Sixth in the series of small Japanese-US science satellites, scheduled for launch in early 2005 as the eventual successor to ASCA. Its immediate predecessor, ASTRO–E, was an X-ray imaging and spectroscopy satellite that carried instruments originally intended for NASA's AXAF program and was supposed to complement NASA's Chandra and ESA's XMM-Newton spacecraft. Unfortunately, ASTRO–E was lost during launch in Feb. 2000. ASTRO–E2 was developed as its replacement by the Institute of Space and Astronautical Science of the Japan Aerospace Exploration Agency (ISAS/JAXA) and other Japanese institutions in collaboration with NASA, Goddard Space Flight Center (GSFC), and the Massachusetts Institute of Technology (MIT).

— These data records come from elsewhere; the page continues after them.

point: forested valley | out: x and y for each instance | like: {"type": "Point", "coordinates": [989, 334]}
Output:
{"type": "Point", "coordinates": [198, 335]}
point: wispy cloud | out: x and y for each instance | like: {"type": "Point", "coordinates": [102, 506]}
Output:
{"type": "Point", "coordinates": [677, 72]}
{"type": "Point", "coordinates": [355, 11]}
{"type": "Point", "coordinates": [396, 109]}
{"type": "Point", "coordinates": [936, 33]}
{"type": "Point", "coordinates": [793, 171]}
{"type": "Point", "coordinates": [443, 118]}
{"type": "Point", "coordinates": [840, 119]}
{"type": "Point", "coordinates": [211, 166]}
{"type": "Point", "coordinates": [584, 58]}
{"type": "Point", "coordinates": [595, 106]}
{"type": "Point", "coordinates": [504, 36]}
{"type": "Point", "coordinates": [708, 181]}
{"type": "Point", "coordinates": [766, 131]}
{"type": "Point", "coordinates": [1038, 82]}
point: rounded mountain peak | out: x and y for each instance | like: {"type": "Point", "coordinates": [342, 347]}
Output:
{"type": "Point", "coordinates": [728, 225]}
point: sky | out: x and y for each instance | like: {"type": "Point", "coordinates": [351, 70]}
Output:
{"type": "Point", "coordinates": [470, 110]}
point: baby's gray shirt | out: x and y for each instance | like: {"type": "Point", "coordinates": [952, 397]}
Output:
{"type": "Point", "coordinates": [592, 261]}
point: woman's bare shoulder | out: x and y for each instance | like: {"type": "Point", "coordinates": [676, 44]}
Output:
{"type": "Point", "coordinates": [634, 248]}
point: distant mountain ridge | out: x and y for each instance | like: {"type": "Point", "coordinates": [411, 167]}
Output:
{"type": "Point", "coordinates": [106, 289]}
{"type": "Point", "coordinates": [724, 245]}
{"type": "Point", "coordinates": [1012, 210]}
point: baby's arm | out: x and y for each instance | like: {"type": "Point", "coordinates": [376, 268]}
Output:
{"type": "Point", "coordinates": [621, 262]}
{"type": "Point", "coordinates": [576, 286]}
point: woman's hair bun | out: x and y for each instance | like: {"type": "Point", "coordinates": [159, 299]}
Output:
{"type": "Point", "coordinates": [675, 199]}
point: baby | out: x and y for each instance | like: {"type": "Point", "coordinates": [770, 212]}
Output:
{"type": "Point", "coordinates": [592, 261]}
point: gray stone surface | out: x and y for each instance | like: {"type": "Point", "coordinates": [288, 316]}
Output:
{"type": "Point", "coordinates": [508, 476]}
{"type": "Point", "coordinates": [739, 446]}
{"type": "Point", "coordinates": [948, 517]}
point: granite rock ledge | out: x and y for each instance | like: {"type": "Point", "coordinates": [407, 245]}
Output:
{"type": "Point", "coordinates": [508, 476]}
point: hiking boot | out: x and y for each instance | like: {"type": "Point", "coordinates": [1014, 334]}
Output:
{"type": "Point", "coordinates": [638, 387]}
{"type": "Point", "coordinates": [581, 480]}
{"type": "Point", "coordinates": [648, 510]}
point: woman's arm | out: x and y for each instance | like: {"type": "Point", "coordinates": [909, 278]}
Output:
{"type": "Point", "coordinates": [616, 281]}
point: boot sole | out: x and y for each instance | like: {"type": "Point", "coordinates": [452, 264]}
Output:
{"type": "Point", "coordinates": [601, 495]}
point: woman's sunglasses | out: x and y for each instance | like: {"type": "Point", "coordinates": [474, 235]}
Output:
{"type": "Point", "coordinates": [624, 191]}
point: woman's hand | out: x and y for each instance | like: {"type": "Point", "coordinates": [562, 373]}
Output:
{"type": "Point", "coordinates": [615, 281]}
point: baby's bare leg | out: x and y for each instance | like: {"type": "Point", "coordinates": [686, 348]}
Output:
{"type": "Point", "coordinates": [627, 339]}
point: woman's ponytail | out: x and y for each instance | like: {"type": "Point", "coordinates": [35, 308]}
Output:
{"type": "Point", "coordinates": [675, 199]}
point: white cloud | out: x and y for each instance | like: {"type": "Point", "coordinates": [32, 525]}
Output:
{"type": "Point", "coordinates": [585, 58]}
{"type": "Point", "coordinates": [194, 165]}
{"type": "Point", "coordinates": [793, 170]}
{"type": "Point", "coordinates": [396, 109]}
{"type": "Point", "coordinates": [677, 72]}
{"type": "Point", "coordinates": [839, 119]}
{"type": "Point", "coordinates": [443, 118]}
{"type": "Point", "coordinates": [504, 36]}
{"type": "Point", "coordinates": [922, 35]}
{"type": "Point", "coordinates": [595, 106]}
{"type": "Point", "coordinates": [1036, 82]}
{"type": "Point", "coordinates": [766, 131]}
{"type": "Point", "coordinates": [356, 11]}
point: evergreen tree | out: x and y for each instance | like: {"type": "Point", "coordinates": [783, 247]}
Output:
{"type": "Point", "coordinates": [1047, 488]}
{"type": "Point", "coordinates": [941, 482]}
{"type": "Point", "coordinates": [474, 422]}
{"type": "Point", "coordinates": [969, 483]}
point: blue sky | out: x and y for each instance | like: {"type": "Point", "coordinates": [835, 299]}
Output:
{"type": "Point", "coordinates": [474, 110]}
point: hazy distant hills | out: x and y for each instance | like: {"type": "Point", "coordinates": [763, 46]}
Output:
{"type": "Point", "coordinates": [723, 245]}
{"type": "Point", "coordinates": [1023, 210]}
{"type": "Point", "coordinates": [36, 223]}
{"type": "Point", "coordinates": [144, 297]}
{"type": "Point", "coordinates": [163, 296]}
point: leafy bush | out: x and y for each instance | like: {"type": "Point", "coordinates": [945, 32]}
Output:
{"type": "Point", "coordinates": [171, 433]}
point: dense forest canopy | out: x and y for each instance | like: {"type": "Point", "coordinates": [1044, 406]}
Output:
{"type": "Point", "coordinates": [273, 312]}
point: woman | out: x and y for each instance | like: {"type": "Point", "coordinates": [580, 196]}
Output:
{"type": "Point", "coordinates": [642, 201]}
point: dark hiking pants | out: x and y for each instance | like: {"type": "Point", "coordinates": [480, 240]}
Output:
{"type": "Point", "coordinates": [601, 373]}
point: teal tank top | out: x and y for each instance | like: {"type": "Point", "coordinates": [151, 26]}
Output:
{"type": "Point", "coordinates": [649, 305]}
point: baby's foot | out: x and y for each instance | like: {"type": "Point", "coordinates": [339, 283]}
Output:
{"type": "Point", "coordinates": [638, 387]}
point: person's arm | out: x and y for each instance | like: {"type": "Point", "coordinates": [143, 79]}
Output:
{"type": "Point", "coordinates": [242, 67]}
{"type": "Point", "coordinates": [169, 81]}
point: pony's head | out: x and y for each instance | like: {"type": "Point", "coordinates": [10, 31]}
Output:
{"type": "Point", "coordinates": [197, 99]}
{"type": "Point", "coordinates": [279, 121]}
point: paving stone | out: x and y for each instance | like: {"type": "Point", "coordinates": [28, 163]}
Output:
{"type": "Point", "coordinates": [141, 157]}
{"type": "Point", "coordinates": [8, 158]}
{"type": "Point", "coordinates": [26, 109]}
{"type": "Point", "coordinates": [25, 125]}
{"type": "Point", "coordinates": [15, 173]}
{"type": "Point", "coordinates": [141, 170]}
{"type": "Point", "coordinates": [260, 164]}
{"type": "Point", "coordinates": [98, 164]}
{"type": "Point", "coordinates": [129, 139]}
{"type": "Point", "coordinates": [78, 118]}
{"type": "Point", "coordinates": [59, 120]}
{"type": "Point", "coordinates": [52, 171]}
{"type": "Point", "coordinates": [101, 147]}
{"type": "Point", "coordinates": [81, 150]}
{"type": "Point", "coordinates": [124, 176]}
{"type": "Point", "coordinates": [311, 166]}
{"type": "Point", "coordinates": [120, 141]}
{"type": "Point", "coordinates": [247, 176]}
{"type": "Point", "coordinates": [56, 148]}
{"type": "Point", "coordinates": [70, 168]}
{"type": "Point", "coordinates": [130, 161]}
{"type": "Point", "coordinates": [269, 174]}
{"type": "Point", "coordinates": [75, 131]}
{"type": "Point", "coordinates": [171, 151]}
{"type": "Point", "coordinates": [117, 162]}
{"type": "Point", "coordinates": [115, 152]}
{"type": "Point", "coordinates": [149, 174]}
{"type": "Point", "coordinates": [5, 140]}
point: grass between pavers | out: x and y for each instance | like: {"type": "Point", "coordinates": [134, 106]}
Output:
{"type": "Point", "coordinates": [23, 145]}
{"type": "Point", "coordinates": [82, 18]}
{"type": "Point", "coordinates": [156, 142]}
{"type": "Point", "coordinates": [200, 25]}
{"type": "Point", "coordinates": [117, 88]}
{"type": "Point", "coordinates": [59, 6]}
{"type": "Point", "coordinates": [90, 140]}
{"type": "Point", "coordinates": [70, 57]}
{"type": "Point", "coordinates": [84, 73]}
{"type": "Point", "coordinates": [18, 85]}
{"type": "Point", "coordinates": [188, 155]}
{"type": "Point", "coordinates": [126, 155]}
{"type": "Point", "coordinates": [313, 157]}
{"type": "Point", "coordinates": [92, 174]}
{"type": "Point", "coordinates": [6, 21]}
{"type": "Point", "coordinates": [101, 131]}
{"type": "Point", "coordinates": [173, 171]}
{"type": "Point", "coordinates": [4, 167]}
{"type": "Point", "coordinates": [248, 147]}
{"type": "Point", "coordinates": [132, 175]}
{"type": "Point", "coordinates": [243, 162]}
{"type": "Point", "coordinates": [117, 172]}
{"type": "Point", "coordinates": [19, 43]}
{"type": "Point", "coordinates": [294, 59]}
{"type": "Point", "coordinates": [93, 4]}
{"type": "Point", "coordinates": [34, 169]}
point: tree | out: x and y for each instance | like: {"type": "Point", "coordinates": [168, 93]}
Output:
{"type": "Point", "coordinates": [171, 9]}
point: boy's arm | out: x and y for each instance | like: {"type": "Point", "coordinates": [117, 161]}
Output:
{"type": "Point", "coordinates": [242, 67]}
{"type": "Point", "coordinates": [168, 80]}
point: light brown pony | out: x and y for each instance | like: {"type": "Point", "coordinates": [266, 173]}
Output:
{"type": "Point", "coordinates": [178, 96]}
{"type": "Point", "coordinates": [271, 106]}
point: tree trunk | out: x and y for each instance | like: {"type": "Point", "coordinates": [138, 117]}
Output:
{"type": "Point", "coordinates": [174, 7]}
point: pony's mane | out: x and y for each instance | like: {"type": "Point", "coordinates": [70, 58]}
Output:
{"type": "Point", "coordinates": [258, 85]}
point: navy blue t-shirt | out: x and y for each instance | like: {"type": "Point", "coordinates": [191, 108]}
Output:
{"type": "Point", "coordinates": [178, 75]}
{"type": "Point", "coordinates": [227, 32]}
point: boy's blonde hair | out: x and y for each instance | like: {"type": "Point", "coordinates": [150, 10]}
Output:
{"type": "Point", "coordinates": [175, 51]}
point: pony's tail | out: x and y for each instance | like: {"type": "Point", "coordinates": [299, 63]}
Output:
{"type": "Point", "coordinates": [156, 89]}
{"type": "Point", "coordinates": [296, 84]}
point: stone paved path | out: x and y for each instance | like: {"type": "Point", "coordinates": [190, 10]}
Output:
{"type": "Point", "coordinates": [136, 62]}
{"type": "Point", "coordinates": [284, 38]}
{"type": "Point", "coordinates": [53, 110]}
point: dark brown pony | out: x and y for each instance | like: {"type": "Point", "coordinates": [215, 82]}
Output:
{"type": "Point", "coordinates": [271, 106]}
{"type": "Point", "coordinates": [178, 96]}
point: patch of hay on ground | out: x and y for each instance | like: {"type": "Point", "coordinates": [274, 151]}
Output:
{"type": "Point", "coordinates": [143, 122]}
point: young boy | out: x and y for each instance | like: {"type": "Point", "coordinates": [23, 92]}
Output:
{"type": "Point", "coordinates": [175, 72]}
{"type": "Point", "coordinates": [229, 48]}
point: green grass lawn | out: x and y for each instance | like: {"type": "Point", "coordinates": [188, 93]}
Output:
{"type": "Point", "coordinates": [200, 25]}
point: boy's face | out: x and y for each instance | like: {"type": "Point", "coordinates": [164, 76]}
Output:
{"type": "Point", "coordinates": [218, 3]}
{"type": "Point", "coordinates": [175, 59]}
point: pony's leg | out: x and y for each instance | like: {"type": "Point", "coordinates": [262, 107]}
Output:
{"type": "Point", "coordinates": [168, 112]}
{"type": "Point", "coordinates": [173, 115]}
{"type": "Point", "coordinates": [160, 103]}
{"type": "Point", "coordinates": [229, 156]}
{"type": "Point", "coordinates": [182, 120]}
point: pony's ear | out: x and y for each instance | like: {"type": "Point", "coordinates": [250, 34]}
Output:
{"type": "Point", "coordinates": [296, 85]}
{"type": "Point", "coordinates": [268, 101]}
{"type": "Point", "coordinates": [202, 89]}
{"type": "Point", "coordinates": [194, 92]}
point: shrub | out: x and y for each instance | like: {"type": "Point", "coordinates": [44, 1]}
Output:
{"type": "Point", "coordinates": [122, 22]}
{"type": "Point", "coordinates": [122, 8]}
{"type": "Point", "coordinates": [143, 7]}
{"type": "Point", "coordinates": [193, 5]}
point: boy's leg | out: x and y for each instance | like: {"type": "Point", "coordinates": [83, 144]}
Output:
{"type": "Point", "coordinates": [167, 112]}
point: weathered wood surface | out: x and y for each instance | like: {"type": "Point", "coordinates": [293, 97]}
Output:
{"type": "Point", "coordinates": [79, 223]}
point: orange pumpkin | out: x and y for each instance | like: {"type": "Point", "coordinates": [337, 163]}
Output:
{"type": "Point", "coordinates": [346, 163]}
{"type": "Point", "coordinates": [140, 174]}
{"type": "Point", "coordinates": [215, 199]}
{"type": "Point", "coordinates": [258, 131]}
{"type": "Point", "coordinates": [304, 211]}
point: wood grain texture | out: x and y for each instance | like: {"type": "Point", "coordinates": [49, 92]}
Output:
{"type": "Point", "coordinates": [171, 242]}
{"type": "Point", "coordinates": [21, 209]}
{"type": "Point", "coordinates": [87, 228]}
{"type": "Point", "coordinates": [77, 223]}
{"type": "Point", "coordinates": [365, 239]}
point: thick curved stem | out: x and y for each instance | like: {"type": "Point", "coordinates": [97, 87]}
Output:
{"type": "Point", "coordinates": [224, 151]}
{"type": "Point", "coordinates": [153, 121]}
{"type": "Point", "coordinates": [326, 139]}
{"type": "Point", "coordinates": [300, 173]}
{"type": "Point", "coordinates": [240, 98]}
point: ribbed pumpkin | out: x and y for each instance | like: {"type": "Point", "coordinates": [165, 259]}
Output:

ASTRO–E2's mission is to cover the whole energy range 0.2–600 keV with the three elements of its instrumentation: (1) an X-ray Spectrometer (XRS) using a cryogenically cooled X-ray microcalorimeter and located behind a conical-foil mirror, the X-Ray Telescope (XRT); (2) four X-ray CCD cameras comprising the X-ray Imaging Spectrometer (XIS), situated in the focal plane of an X-ray telescope co-aligned with the center of the XRS field of view; and (3) the hard X-ray detector (HXD), a non-imaging instrument consisting of a collimated system of ‘well’ detectors. The HXD's sensitivity is unusually high, and its equipment includes anticounters that screen out particle background and may also serve to detect high-energy events such as gamma-ray bursts. ASTRO–E2 is expected to achieve particularly high X-ray spectral resolution throughout the 0.4–10 keV energy band. In addition, it is expected to obtain imaging spectroscopy of extended sources using its nondispersive spectrometers covering a larger area with a greater sensitivity than has been achieved in earlier missions. ASTRO–E2 is scheduled to be placed into a circular orbit with an altitude of 550 km and an inclination of 31°.